A decline in bee populations in recent years had been linked to the use of pesticides in agriculture.

Bees play an important role in the pollination of crops. So their decrease in numbers had so far posed economic and food supply concerns.

In 2018, EU countries decided to ban the outdoor use of the three neonicotinoids, clothianidin, imidacloprid and thiamethoxam, which act by damaging the central nervous system of insects, including bees.

The European Commission’s food safety unit said that Thiacloprid would now be added to that list, following a decision on Tuesday by a panel of experts representing the EU’s 28 member states.

However, member states had endorsed the proposal to withdraw a neonicotinoid from the EU due to unacceptable risks to bees, water and humans.

The European Food Safety Agency (EFSA), published a peer review of thiacloprid in January.
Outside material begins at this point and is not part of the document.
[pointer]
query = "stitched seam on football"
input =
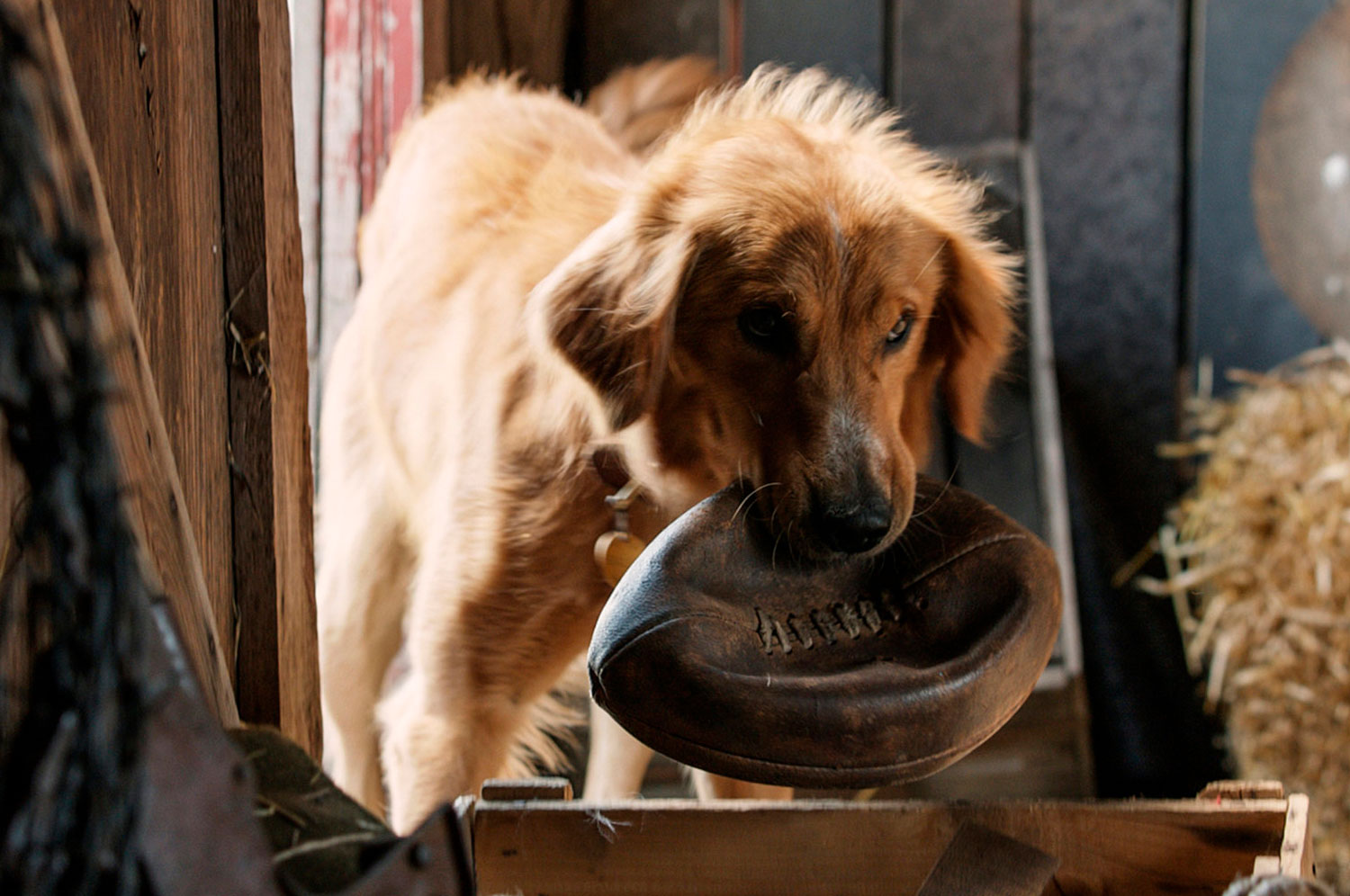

According to an EFSA spokeswoman, the report highlighted particular concern over Thiacloprid entering the ground water and found that there was not enough data to assess the risk to consumers exposed to residues.

Others that could be exposed are: birds, mammals, water organisms, bees and plants other than those the pesticide was intended for.

According to the commission, the current approval for the active pesticide ingredient, developed by the chemical giant Bayer, expires at the end of April.

Chemical companies and farming associations, however, had criticized the crackdown on neonicotinoid pesticides.